Tom Cloyd wrote: I love metaphors and analogies, but it is very valuable to use, and teach, the correct terms, because then the relationship between what is being said and what is being talked about is more precise. With complicated things like the brain and DID that is helpful, even if initially there is a bit of a learning curve. Technical language tends to have well worked out and precise meanings, and this is good. Why not take advantage of that fact?
Tomboy's cake analogy goes here....
No. Not mixing. Structuring. And the initial ingredients involve neurons and their connections. What actually happens is that connections are removed. It's literally like sculpture. Remove marble not needed and you have a sculpture. Remove the neural connections not needed and you have a functioning brain, including the parts that are ego states and alters (if alters happen at all).

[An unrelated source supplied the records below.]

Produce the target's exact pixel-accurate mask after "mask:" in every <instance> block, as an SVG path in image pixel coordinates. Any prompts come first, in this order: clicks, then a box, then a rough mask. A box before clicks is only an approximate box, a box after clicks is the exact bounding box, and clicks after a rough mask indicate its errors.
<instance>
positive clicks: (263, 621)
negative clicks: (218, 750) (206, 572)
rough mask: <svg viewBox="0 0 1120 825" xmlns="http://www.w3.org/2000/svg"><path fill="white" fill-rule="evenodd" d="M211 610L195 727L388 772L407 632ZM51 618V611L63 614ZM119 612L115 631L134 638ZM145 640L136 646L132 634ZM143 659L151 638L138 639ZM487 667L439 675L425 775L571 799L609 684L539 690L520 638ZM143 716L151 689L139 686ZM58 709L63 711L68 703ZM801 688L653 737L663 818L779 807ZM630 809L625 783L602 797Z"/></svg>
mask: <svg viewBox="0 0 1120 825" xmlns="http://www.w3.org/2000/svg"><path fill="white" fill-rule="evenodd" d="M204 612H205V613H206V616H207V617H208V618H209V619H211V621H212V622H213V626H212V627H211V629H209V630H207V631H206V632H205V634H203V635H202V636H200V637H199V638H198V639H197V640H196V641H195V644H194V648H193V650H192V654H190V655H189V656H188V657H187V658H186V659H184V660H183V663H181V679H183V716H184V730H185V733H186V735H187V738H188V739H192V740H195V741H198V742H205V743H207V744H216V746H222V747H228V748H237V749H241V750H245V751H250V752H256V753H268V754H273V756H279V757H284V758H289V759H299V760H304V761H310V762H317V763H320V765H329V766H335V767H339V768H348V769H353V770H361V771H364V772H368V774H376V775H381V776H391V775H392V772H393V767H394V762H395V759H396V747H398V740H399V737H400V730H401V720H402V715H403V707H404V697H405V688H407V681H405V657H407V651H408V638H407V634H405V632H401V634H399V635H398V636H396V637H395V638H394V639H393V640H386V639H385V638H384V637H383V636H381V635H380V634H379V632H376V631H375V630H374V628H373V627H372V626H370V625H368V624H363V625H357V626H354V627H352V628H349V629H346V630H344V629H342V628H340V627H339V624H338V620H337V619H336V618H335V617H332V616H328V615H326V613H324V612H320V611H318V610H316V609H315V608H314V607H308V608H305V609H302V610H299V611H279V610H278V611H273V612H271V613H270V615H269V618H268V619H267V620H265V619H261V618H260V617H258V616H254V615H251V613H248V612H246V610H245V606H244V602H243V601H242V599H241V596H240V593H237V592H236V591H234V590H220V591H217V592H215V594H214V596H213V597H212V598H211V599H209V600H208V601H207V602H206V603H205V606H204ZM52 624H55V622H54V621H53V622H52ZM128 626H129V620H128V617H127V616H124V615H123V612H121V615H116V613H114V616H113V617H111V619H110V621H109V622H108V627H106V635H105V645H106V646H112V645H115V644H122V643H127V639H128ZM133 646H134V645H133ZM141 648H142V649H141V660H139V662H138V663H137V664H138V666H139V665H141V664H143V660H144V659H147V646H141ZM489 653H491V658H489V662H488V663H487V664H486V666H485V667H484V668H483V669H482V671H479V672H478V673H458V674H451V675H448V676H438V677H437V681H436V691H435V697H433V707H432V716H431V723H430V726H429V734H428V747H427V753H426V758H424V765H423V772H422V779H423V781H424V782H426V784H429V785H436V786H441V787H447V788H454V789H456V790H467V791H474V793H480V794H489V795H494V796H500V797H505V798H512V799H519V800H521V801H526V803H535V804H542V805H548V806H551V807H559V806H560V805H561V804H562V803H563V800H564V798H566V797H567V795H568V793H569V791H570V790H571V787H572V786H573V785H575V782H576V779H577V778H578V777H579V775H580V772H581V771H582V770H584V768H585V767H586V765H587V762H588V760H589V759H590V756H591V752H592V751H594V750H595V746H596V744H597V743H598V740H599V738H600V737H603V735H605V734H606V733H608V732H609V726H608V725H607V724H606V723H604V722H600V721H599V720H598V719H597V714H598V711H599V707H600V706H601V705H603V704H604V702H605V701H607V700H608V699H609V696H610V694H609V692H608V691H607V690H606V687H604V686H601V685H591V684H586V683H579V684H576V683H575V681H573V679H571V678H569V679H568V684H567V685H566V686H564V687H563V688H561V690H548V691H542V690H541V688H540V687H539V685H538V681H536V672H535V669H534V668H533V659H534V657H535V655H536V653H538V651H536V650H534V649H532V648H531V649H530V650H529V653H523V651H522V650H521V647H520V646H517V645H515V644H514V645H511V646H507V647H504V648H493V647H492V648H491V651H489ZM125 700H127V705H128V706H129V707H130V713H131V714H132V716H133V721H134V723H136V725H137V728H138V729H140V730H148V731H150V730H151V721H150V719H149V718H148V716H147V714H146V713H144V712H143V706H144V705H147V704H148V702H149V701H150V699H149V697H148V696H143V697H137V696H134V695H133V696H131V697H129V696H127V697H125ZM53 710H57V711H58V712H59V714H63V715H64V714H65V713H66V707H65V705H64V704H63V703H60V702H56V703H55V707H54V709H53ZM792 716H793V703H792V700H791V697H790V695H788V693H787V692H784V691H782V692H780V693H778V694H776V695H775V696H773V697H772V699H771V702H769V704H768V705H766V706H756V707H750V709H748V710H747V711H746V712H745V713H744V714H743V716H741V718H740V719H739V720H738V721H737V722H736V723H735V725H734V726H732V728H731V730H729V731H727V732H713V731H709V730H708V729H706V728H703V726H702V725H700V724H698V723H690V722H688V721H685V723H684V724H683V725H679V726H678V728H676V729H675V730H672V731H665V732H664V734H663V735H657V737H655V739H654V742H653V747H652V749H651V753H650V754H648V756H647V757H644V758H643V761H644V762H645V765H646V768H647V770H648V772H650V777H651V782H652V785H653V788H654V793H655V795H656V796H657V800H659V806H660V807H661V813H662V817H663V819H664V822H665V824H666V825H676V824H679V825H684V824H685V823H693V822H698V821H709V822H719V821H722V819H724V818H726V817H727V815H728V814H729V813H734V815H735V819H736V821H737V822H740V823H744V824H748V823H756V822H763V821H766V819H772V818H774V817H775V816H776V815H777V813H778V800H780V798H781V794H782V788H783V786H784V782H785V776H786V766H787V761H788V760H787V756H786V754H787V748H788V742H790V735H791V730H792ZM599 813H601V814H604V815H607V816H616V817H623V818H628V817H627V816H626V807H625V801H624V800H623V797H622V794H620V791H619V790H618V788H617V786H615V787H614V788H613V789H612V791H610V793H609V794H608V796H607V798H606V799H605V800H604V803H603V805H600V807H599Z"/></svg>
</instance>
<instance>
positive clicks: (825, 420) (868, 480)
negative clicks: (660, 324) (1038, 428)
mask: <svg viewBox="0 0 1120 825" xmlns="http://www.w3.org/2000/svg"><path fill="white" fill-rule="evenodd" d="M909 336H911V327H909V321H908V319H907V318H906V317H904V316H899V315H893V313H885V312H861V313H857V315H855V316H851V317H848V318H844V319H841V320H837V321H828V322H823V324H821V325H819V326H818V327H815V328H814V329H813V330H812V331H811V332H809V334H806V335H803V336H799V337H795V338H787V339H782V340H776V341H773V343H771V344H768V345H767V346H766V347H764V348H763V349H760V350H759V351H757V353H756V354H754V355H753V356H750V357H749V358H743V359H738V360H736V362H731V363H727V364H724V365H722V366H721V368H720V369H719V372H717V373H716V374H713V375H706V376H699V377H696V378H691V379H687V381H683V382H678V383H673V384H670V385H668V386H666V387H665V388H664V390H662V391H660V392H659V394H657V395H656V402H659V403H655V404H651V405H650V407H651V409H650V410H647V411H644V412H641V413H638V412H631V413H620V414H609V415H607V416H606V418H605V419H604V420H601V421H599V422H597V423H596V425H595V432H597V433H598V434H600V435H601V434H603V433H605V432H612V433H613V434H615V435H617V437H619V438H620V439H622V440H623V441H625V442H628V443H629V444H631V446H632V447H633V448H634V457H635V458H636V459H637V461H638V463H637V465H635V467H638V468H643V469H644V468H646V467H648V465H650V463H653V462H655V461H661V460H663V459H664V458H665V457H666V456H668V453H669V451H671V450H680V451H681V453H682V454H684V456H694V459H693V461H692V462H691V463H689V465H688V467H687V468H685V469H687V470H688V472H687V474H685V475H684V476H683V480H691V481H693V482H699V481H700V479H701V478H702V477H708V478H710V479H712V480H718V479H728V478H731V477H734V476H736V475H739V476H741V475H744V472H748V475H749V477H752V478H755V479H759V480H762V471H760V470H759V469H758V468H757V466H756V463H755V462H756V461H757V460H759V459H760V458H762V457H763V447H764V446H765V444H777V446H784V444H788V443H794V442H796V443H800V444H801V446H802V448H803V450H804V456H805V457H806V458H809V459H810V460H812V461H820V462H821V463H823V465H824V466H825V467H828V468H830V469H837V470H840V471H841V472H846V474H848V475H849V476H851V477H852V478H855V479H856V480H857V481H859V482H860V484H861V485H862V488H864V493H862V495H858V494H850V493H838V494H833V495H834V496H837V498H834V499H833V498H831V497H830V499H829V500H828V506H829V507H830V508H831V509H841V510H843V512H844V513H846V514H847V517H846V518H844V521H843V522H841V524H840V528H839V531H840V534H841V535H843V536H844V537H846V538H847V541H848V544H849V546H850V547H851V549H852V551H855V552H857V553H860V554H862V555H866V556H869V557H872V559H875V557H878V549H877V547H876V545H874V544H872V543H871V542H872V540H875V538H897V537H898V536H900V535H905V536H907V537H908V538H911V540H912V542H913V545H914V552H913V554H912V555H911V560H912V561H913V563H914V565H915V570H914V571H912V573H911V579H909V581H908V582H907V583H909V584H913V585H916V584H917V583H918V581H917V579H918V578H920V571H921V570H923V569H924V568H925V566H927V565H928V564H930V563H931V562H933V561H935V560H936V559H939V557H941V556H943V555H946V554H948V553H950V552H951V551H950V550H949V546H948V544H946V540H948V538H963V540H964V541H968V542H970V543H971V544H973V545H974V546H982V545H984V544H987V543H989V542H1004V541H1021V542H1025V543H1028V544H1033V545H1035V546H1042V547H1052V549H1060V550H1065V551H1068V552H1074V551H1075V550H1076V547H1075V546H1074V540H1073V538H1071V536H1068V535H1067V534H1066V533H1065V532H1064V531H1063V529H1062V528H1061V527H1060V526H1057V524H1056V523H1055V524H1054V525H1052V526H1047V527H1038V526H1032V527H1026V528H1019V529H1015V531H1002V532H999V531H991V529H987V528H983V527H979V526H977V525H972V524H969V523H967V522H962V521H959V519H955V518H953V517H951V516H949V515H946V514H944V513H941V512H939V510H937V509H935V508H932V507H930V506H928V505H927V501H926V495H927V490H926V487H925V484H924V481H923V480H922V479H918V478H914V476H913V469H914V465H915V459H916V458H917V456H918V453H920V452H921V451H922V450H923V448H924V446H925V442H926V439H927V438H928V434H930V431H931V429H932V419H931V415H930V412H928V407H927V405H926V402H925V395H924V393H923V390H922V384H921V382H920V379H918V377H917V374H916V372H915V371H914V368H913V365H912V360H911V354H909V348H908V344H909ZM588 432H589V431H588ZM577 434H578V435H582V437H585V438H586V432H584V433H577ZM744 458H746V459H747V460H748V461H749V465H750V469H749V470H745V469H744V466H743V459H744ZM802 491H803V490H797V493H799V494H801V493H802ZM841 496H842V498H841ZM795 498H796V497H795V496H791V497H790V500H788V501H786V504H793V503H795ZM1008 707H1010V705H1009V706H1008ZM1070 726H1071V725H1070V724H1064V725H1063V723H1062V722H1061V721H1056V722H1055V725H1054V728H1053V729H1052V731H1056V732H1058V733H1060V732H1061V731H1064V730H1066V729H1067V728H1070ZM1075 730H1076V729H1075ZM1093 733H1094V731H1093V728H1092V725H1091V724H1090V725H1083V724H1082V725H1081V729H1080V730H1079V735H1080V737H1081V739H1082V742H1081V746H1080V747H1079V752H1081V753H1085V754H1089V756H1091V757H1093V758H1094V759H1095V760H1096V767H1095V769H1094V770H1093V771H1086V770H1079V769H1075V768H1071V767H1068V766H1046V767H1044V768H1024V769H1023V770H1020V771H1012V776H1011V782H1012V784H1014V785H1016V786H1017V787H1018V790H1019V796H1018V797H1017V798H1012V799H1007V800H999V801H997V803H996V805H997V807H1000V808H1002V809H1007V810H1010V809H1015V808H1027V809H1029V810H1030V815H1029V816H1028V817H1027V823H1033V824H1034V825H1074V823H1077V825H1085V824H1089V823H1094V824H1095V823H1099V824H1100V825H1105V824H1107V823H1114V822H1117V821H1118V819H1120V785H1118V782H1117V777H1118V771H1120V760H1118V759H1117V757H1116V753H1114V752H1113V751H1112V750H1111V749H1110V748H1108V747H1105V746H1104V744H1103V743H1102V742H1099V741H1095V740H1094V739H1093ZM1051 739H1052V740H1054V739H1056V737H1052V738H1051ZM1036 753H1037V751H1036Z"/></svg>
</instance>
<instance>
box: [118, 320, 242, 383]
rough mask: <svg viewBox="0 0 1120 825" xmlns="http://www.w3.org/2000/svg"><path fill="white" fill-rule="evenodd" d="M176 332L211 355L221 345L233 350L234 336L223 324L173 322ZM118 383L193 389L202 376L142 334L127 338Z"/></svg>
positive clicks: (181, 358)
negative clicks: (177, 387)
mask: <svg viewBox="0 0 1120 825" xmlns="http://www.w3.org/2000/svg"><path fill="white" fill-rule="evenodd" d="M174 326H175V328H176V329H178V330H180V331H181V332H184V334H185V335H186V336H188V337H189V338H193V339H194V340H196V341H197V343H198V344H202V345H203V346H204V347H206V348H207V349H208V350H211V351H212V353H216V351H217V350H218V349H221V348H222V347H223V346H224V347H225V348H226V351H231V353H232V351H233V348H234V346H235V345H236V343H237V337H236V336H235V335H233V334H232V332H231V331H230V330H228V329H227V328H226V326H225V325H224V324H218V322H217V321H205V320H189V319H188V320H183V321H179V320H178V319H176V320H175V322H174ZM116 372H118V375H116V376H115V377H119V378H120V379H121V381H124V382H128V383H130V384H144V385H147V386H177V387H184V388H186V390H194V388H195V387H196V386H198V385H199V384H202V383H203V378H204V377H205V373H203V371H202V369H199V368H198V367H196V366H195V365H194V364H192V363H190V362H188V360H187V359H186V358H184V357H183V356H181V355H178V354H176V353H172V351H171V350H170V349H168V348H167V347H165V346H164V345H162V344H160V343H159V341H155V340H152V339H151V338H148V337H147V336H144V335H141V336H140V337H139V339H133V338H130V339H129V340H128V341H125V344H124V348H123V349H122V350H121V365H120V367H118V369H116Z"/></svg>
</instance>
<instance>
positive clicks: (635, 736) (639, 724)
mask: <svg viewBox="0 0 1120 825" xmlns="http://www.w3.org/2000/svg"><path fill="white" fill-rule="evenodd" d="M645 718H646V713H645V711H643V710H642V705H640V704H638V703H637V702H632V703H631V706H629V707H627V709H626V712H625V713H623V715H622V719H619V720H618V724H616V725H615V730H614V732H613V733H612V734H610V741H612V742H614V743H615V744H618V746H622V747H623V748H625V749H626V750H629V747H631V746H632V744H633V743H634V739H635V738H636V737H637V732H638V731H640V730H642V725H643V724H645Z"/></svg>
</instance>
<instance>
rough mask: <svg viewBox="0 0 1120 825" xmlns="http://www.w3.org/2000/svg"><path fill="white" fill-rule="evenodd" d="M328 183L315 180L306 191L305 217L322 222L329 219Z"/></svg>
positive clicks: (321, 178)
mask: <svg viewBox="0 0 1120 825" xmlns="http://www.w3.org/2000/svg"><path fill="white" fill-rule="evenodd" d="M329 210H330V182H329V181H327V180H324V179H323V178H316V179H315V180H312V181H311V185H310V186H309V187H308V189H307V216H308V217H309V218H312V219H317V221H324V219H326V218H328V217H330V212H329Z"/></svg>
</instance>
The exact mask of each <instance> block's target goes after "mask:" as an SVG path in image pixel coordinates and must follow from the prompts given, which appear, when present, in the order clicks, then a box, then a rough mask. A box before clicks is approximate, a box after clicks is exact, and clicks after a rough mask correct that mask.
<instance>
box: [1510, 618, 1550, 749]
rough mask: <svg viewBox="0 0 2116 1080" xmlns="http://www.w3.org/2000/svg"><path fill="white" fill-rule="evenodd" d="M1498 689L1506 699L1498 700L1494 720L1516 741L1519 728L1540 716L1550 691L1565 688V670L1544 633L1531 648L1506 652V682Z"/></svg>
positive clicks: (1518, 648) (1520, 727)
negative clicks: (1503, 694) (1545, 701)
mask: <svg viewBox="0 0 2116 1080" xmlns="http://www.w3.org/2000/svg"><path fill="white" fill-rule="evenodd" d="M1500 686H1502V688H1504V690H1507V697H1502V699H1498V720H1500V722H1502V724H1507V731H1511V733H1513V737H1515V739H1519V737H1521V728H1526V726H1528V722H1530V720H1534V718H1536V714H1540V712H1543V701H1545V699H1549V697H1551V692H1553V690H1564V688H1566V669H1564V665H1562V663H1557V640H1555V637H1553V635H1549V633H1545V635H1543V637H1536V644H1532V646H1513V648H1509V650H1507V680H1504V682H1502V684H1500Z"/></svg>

This fact explains why it is far easier to learn two languages before the age of about 3 than it is later. You have all those neural connections to work with. Bilingual babies have been shown to have far more complex brains than non-bilingual babies, because of all the neural connections that are NOT discarded. They are needed to hold that second language!
Non-proper personality development = keeping /some ingredients separate = DID/DDNOS-1
The analogy breaks down here. The contrast is not mixed/not-mixed. What it actually is would require more time to describe than I presently have tonight, but I WILL do it, elsewhere, with pictures.
EPs, ANPs are the same sort of thing, except that EPs contain memories which provoke strong retreat responses, and ANPs do not. EPs also often have a sense of being younger, but not always.